| Okay, so from reading the developer docs at https://github.com/coreos/torus/Documentation, I'm inferring that: * Single reader/writer. If you try and set up more, Bad Things happen (even if it's single-writer, you don't get read-after-write consistency). * It sure sounds like network partitions will allow all kinds of badness. * If copy 1 goes down, you can keep operating on copy 2, then lose copy 2, have copy 1 come back up, and then warp back in time? Maybe that's prevented because of append-only and you just lose the data entirely because it was only replicating to one node due to the "temporary" failure. Most egregiously, the Architecture description of an Inode implies that persisting a write-to-disk requires persisting the "INode". INodes are persisted in etcd.
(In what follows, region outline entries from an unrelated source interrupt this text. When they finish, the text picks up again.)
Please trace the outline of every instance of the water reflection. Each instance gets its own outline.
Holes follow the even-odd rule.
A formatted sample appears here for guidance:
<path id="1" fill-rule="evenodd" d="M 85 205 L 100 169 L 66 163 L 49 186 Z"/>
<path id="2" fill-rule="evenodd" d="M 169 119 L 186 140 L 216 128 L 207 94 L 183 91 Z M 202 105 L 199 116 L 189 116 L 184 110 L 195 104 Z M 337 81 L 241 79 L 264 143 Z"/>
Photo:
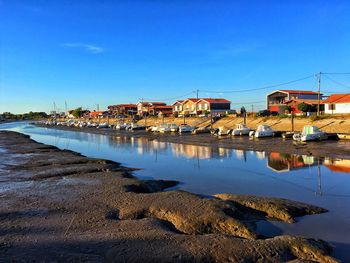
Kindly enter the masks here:
<path id="1" fill-rule="evenodd" d="M 298 219 L 293 225 L 273 224 L 284 234 L 350 246 L 350 160 L 167 143 L 137 135 L 103 136 L 18 123 L 2 127 L 61 149 L 141 168 L 135 172 L 140 178 L 178 180 L 181 189 L 198 194 L 274 196 L 324 207 L 328 213 Z M 335 251 L 348 253 L 339 247 Z M 350 256 L 347 259 L 345 262 L 350 262 Z"/>
<path id="2" fill-rule="evenodd" d="M 313 156 L 271 152 L 267 158 L 267 167 L 281 173 L 316 165 L 316 162 L 317 158 Z"/>

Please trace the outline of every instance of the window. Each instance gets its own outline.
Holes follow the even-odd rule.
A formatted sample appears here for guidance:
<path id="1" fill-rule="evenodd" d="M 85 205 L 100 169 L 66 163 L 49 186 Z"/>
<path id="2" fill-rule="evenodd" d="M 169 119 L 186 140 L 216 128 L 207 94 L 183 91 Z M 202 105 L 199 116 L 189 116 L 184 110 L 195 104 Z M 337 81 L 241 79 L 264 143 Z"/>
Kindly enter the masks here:
<path id="1" fill-rule="evenodd" d="M 328 104 L 328 110 L 335 110 L 335 104 Z"/>

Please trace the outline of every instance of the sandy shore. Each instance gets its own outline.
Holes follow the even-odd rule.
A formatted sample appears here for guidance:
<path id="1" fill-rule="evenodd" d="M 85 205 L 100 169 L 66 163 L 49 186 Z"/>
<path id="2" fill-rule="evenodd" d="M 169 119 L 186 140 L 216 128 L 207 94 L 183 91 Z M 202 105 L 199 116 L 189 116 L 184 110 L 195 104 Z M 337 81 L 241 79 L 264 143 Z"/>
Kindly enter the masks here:
<path id="1" fill-rule="evenodd" d="M 42 126 L 48 127 L 50 126 Z M 115 131 L 112 129 L 96 128 L 77 128 L 67 126 L 53 126 L 51 128 L 60 130 L 70 130 L 79 132 L 88 132 L 94 134 L 103 134 L 109 136 L 122 136 L 134 138 L 147 138 L 148 140 L 158 140 L 161 142 L 181 143 L 188 145 L 198 145 L 217 148 L 229 148 L 245 151 L 264 151 L 280 152 L 287 154 L 312 155 L 316 157 L 332 157 L 350 159 L 350 141 L 349 140 L 327 140 L 321 142 L 308 142 L 300 144 L 293 142 L 292 139 L 283 138 L 263 138 L 251 139 L 248 136 L 237 137 L 216 137 L 210 134 L 160 134 L 145 131 Z"/>
<path id="2" fill-rule="evenodd" d="M 1 262 L 337 262 L 321 240 L 256 231 L 327 212 L 319 207 L 164 191 L 176 182 L 15 132 L 0 131 L 0 151 Z"/>

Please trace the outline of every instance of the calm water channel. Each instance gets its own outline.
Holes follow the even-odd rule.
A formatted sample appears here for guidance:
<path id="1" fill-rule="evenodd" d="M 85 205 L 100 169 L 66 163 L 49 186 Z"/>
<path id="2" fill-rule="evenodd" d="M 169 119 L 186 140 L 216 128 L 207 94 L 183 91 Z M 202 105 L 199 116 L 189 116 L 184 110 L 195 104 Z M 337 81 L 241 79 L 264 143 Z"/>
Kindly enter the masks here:
<path id="1" fill-rule="evenodd" d="M 172 179 L 179 188 L 199 193 L 238 193 L 283 197 L 324 207 L 328 213 L 295 224 L 261 223 L 265 234 L 324 239 L 334 256 L 350 262 L 350 160 L 264 153 L 104 136 L 40 128 L 27 123 L 0 125 L 34 140 L 89 157 L 141 168 L 139 178 Z M 1 153 L 0 153 L 1 154 Z"/>

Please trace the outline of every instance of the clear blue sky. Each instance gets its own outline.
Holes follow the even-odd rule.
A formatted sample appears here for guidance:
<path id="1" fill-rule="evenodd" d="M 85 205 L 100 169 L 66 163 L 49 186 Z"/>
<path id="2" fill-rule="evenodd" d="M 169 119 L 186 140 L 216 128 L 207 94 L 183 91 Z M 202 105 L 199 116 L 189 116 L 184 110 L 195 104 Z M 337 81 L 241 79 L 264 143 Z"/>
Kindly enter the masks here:
<path id="1" fill-rule="evenodd" d="M 49 111 L 54 101 L 102 109 L 349 72 L 349 28 L 349 1 L 0 0 L 0 112 Z M 349 92 L 329 79 L 322 88 Z M 239 108 L 269 91 L 199 95 Z"/>

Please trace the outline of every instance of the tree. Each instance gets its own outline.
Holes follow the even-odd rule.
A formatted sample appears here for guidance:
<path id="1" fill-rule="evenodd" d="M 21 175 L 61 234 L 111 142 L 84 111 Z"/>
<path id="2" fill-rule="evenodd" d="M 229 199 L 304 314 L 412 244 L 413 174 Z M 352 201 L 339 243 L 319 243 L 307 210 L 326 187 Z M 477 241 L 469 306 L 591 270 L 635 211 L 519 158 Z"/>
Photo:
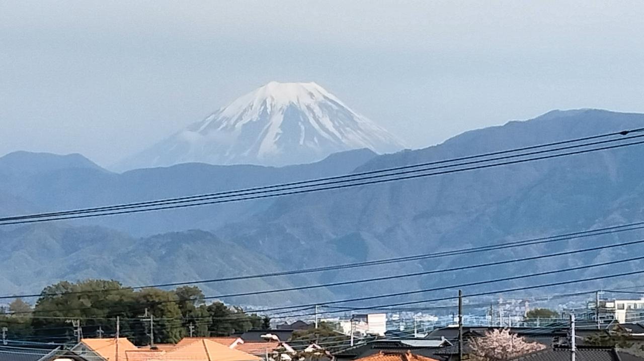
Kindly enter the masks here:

Which means your entire cluster's write-to-disk throughput is limited to what you can push through a Raft consensus algorithm. Look, there are all kinds of reasons one could legitimately decide that none of the existing scalable block storage systems satisfy your use case. Maybe containers really are different enough from VMs. But the blog post claims that there just aren't any solutions; the research papers cited in the Documentation page are mostly old and are about systems in a very different part of this sub-space; and what developer documentation exists does not encourage me that this is a good idea. Granted, I've been working on Ceph for 7 years and am a bit of a snob as a result. |
Good work on Ceph, by the way. I've been following your work since it was a PhD if I remember correctly.